Solr can solve this problem with some additional metadata on both the filter query and the facet field reference using local-params. The local-params syntax was described in Chapter 5, Searching, where it appears at the beginning of a query to switch the query parser and to supply parameters to it. As you're about to see, it can also be supplied at the start of facet.field—a bit of a hack, perhaps, to implement this feature. The previous example would change as follows:

  • fq would now be {!tag=foo}r_type:Album
  • facet.field would now be {!ex=foo}r_type

    Note

    Remember to URL encode this added syntax when used in the URL. The only problem character is =, which becomes %3D.

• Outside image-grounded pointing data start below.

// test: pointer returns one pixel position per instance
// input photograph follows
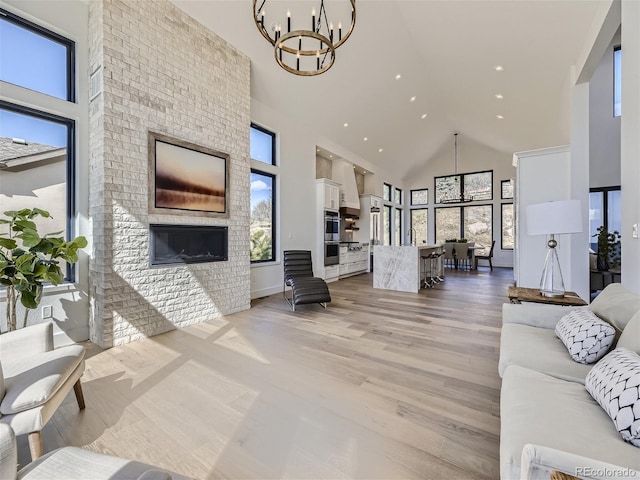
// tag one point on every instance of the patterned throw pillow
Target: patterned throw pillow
(614, 383)
(586, 336)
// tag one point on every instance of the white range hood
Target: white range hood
(343, 173)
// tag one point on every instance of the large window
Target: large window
(477, 186)
(617, 81)
(35, 58)
(262, 229)
(474, 222)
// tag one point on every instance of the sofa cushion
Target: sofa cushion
(614, 383)
(538, 349)
(586, 336)
(630, 336)
(33, 380)
(539, 409)
(616, 305)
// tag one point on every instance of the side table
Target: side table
(521, 294)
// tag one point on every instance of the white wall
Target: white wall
(630, 140)
(604, 128)
(472, 157)
(69, 302)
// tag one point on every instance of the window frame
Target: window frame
(274, 178)
(70, 46)
(502, 205)
(461, 183)
(70, 167)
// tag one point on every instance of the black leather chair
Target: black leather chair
(298, 274)
(489, 256)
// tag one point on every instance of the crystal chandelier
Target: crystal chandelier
(300, 51)
(461, 197)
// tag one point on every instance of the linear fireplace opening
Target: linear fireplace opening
(178, 244)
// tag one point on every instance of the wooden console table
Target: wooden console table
(521, 294)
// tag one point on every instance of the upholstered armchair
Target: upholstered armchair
(72, 463)
(35, 378)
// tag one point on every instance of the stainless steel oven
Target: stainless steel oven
(331, 226)
(331, 253)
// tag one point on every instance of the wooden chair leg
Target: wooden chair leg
(77, 388)
(35, 445)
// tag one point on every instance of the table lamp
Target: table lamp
(553, 218)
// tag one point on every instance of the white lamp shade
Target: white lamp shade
(564, 216)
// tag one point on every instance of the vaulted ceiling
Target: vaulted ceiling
(446, 53)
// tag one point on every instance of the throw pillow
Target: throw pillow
(586, 336)
(614, 383)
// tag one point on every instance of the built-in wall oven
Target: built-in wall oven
(331, 226)
(331, 253)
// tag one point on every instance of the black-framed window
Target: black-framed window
(605, 209)
(506, 189)
(473, 222)
(36, 58)
(419, 196)
(262, 145)
(386, 192)
(37, 155)
(419, 222)
(617, 81)
(506, 226)
(475, 185)
(262, 217)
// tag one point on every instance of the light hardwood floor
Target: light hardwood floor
(381, 385)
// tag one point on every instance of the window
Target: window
(475, 223)
(617, 81)
(51, 57)
(419, 223)
(386, 225)
(262, 145)
(605, 209)
(506, 189)
(451, 188)
(262, 229)
(386, 192)
(397, 226)
(420, 197)
(397, 198)
(506, 226)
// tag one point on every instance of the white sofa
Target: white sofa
(548, 420)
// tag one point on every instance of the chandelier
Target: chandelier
(305, 52)
(460, 197)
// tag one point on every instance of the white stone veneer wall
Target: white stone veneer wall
(163, 72)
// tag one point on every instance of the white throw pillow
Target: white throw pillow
(614, 383)
(586, 336)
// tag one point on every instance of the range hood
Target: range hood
(343, 173)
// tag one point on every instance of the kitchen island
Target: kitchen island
(400, 267)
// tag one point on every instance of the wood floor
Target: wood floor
(381, 385)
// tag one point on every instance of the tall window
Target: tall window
(617, 81)
(475, 223)
(37, 148)
(262, 229)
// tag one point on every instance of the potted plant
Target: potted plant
(29, 260)
(608, 249)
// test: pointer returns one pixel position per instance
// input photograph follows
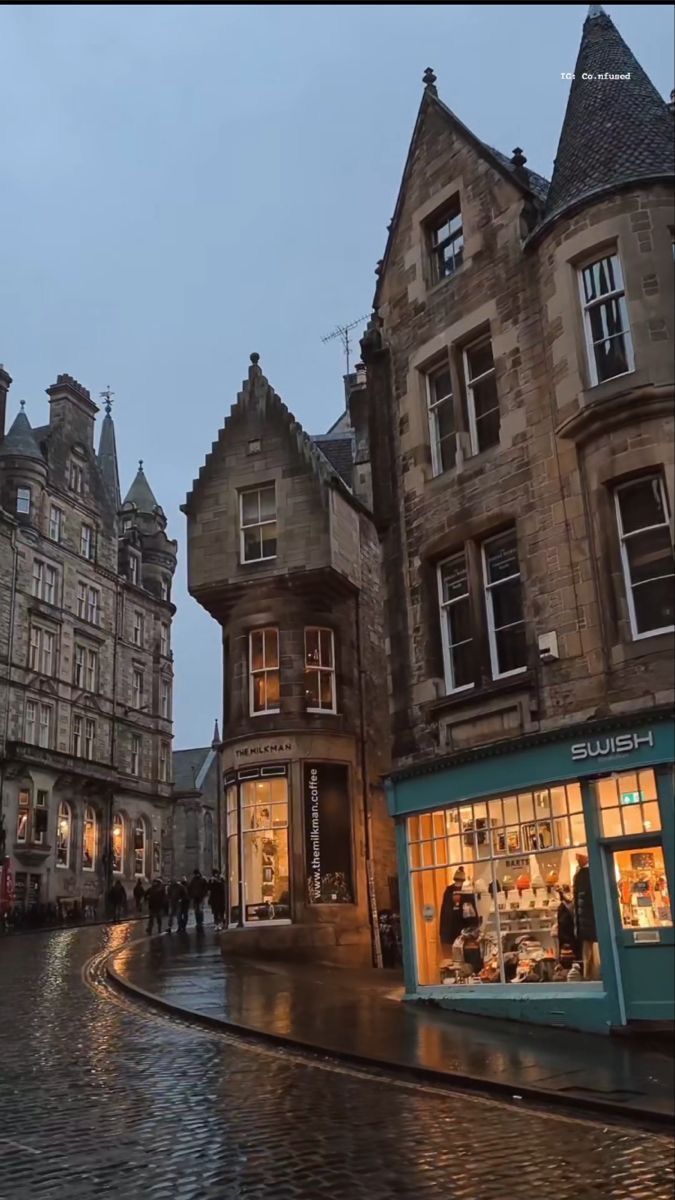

Now, we will explain each parameter of the previous example:

  • The tag parameter is a local parameter to give an arbitrary label to this filter query.
  • The tag name foo was an arbitrarily chosen name to illustrate that it doesn't matter what it's named. If multiple fields and filter queries are to be tagged correspondingly, then you would probably use the field name as the tag name to differentiate them consistently.
  • The ex parameter is a local parameter on a facet field that refers to tagged filter queries to be excluded in the facet count. Multiple tags can be referenced with commas separating them. For example, {!ex=t1,t2,t3}r_type.
  • The advanced usage is not shown here, which is an optional facet field local-param called key that provides an alternative label to the field name in the response. By providing an alternative name, the field can be faceted on multiple times with varying names and filter query exclusions.

The new complete URL is http://localhost:8983/solr/mbreleases/mb_releases?indent=on&wt=json&omitHeader=true&rows=0&q=smashing&facet=on&facet.field={!ex=foo}r_type&facet.mincount=1&facet.sort=index&fq={!tag=foo}r_type:Album.

And here is the output. The facet counts are back, but numFound remains at the filtered 29:

{"response":{"numFound":29,"start":0,"docs":[]},
  "facet_counts":{
    "facet_queries":{},
    "facet_fields":{
      "r_type":[
        "Album",29,
        "Compilation",41,
        "EP",7,
        "Interview",3,
        "Live",95,
        "Other",19,
        "Remix",1,
        "Single",45,
        "Soundtrack",1]},
    "facet_dates":{},
    "facet_ranges":{}}}

At this point, if the user chooses additional values from this facet, then the filter query would be modified to allow for more possibilities, such as fq={!tag=foo}r_type:Album r_type:Other (not URL escaped for clarity). This filters for releases that are either of type Album or Other, as the default query parser Boolean logic is OR.